Show that for a martingale $M$ and every $0 \leq r < s$ and every bounded $\mathscr{F}_r$ measurable variable $Z$, $N_t = Z(M_{s \wedge t} - M_{r \wedge t})$ is a martingale.
I want to compute $E[N_t \mid \mathscr{F}_u]$, and for $u \geq r$ there is no problem, but I don't know what to say for $u < r$. It's clear that the value of the martingale should be zero for $u < r$, but since $Z$ is not necessarily $\mathscr{F}_u$ measurable I cannot remove it from the conditional expectation as I would like.

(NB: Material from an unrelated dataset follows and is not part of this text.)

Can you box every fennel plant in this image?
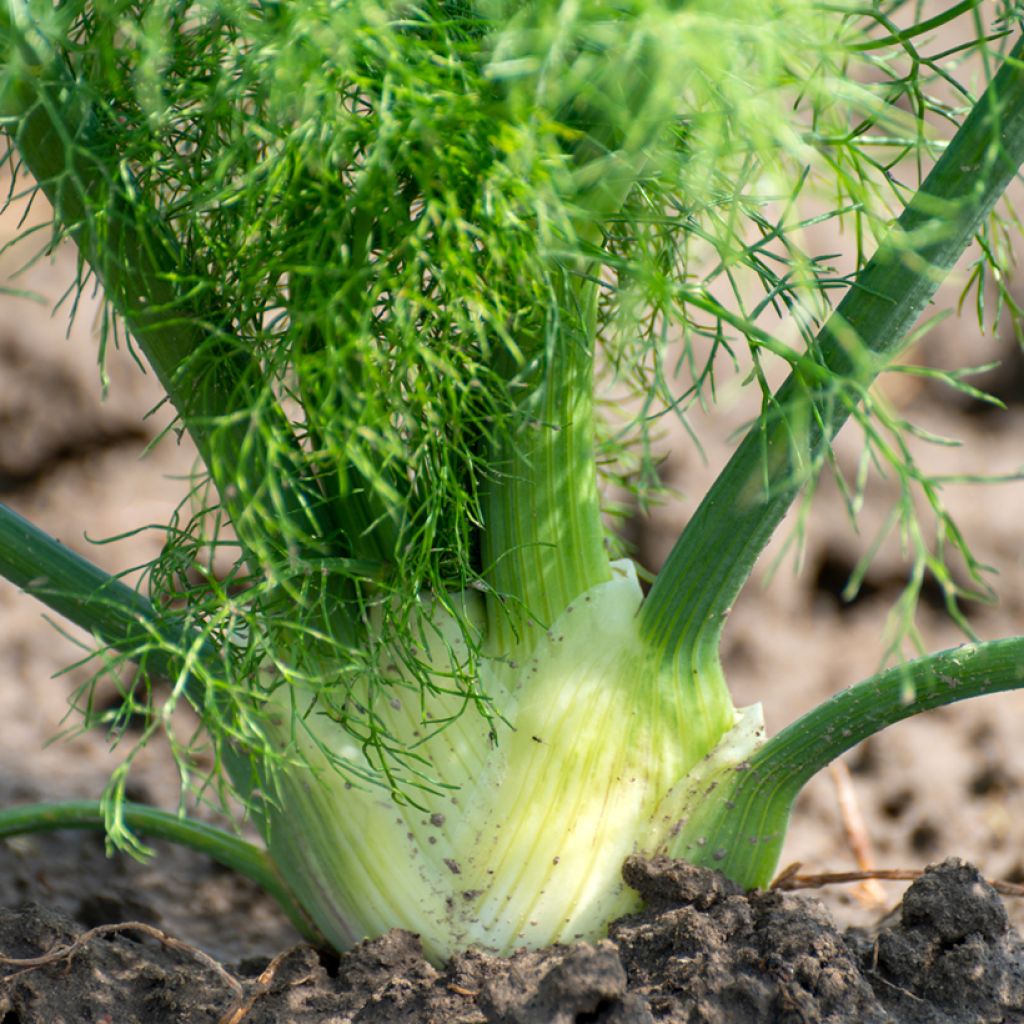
[0,0,1024,958]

According to Jean-Francois Le Gall (this is part of a proof in his book, Brownian Motion, Martingales, and Stochastic Calculus), the proof of this fact is "easy".
Let $u < r$. We have
\begin{align*} E[N_t \vert \mathscr{F}_u] & = E[Z(M_{s \wedge t} -M_{r \wedge t}) \vert \mathscr{F}_u] \\ &= E[ZE[M_{s \wedge t} -M_{r \wedge t} \vert \mathscr{F}_r] \vert \mathscr{F}_u] \\ &= 0. \end{align*}
Note however that $N_u = 0$, so $E[N_t \vert \mathscr{F}_u] = N_u$, as desired.